Reste que M. Perry est aux prises avec un fantôme: celui de Cameron Todd Willingham, un homme exécuté en 2004 au Texas sur la foi d'un rapport l'accusant d'avoir allumé l'incendie de la maison familiale et dans lequel ses trois filles avaient péri en 1991.
En 2004, personne ne prête attention à l'exécution de Willingham dans un Etat champion en la matière. M. Perry refuse de suspendre l'exécution, malgré un nouveau rapport arrivé à son bureau 88 minutes avant l'exécution et qui établit clairement que le condamné est innocent.
Cinq ans plus tard, Rick Perry est toujours gouverneur.
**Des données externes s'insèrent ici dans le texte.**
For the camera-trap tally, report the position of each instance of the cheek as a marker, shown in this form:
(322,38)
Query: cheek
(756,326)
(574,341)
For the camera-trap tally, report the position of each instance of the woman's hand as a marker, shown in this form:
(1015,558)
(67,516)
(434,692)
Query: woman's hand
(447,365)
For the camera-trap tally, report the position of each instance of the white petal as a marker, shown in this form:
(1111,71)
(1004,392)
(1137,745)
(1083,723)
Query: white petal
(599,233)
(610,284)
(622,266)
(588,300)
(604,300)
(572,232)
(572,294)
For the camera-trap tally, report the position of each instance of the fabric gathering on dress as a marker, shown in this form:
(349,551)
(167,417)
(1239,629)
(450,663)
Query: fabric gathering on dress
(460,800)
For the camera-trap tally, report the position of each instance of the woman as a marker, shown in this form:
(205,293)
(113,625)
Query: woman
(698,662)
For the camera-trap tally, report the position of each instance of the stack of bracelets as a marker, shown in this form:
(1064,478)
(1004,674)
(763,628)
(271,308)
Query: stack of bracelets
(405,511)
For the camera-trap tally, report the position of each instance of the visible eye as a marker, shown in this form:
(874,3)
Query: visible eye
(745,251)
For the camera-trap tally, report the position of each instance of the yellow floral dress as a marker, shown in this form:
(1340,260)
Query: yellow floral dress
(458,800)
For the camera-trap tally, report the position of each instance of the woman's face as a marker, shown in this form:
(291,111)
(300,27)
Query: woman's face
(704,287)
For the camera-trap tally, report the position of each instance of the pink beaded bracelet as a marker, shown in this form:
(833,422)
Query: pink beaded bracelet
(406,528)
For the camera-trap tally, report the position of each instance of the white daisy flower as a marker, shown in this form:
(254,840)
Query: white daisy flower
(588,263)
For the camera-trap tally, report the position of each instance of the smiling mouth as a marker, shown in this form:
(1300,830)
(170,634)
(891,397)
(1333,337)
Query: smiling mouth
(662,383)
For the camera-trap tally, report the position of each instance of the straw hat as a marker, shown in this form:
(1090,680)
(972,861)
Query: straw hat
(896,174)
Les rapports d'experts indépendants se sont succédé. Tous concluent à l'innocence de Willingham.
Le dernier en date est signé Craig Beyler, un expert en pyromanie. Là encore, "les preuves relevées sur les lieux de l'incendie ne permettent pas de conclure à un incendie volontaire", dit M. Beyler à l'AFP.
Le 2 octobre, M. Beyler devait exposer ses conclusions devant la Commission légiste du Texas, créée justement pour éviter les erreurs judiciaires. Cette audition aurait constitué la première étape avant une éventuelle réouverture du dossier. Mais deux jours avant l'audition de M. Beyler, Rick Perry décide de révoquer trois membres de la Commission, dont son président, l'avocat Sam Bassett. L'audition de Craig Beyler est reportée sine die. Le gouverneur républicain entend "paralyser l'enquête", estime Sam Bassett, interrogé par l'AFP. Faux, rétorque Rick Perry, qui explique son geste par le fait que le mandat des membres de la Commission était arrivé à expiration.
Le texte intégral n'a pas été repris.